Sets and costumes are simple but elegant. A backdrop or background texture would have completed the picture, since the starkness of the cyclorama overwhelms the picture a bit, but once the main duet begins, set design is the last thing on the mind.
The duo makes the temperature rise in the room, making this reviewer wonder if a mild rating should have been placed on the program. Artistically, however, the performance is neither too hot nor too cold—it’s just right. The choreography is classically precise yet sensual. Their chemistry is feverish yet subdued, and their embraces steamy without being salacious.

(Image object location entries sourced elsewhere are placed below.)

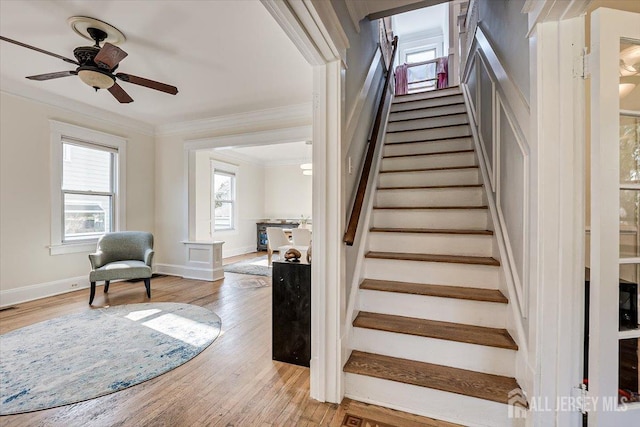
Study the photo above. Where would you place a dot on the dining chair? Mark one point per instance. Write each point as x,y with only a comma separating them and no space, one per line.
275,239
301,236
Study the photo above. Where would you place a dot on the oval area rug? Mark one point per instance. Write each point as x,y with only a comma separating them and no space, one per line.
85,355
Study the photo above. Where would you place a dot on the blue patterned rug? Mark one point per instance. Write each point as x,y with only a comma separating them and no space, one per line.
256,266
99,351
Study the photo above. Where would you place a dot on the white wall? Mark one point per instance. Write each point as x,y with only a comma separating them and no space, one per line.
250,186
25,206
287,192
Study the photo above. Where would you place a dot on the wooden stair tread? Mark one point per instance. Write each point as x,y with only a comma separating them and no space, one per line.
470,334
441,291
425,187
429,154
429,128
455,259
398,98
429,140
430,169
389,417
427,117
431,231
495,388
432,207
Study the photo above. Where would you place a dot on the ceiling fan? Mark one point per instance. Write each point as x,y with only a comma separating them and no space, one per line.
97,65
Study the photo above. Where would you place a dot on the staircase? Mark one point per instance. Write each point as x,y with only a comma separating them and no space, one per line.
429,336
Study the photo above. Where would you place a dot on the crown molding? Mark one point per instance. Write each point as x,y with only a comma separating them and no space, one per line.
271,117
276,136
41,96
241,157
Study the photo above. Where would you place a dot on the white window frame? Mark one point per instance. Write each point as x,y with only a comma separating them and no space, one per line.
61,132
414,51
226,169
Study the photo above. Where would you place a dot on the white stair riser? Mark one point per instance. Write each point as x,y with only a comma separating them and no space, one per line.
426,103
479,358
430,112
436,273
429,161
429,122
474,219
456,196
427,402
439,94
428,134
441,177
468,312
428,147
422,243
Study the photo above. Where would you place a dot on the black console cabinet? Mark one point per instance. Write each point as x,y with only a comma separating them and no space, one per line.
291,312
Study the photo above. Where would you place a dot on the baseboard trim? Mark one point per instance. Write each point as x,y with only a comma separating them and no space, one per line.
186,272
227,253
22,294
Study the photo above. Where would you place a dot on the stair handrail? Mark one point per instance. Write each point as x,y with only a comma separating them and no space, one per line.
352,226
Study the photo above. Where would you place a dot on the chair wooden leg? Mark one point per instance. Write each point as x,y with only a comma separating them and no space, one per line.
93,292
147,284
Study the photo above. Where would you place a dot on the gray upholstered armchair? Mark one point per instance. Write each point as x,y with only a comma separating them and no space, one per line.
122,255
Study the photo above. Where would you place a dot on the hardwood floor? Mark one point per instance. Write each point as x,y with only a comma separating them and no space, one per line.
234,382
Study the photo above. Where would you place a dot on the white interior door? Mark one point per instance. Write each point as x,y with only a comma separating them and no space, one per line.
614,338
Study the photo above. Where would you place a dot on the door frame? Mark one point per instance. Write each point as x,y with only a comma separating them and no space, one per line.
324,47
608,26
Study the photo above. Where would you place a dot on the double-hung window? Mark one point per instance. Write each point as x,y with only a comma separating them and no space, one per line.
223,198
87,187
88,194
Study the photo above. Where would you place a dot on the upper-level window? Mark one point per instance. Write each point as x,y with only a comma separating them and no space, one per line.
420,56
223,199
87,187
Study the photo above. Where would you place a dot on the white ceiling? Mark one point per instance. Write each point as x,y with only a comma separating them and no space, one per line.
225,57
289,153
420,20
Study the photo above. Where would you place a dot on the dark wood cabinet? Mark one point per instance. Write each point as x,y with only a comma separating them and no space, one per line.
291,338
261,228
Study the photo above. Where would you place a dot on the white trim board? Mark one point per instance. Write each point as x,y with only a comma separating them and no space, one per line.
9,297
276,136
187,272
296,112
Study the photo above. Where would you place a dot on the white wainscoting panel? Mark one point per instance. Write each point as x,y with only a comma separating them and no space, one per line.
512,197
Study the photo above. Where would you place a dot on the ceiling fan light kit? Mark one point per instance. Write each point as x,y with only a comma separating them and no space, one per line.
96,78
96,65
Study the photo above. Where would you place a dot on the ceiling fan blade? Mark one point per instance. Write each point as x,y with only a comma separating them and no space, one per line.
147,83
120,94
55,55
50,76
110,56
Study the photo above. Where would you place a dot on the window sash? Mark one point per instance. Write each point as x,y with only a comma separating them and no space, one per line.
217,219
63,133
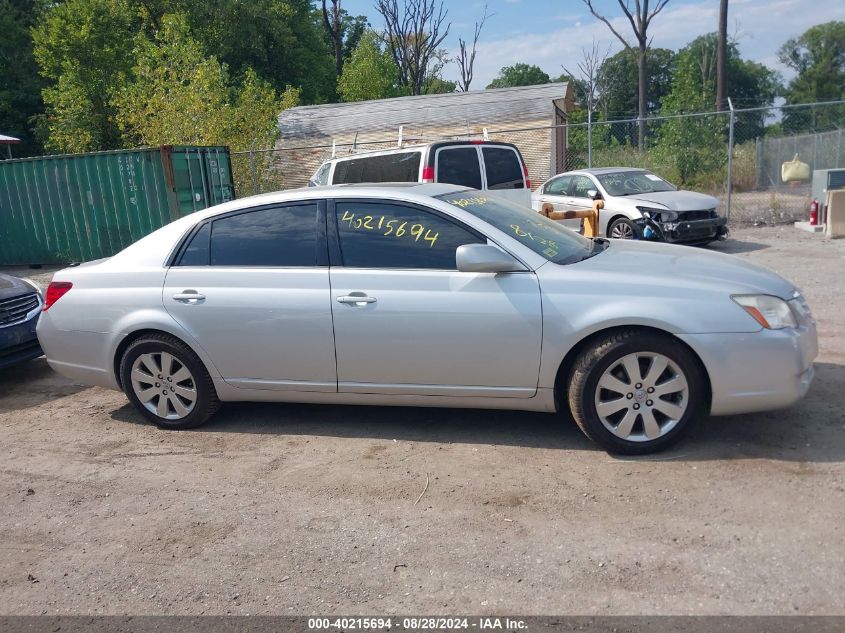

Stone’s typical stoicism works here and comes across as smoldering, and Zablocki’s extension create beautiful pictures.
Other notable performances come from a fiery and engaging Nicolina Lawson and a lively Martin Godoy. Sanders needs a stronger menacing quality, and while McGee has a commanding stage presence, his pantomime tends to be weak.
Since the ballet itself is rather short, the company preludes it with a mixed repertoire featuring a premiere, a few repeats, and guests Collin County Ballet Theatre and Danielle Georgiou Dance Group.
The premiere, Whirlwind, features the piano music of local composer Jordan Kuspa. Choreographers and co-directors Victoria Dolph-Tran and Emilie Skinner create a series of solos, duos, and trios consisting of a variety of classical ballet vocabulary and a few contemporary elements thrown in, a la Balanchine. The dancers show little emotion, and the movement is very placed, almost stiff at times. Since Kuspa’s music is a bit random, the choreography has somewhat of an odd flow to it. The beauty of it, however, is in the dancers’ execution. As indicated by the company name, the work is solidly neo-classical. The creators stripped extraneous elements away (even the costumes consist of a simple, short ballet dress) so the dancers can reveal their exceptional abilities.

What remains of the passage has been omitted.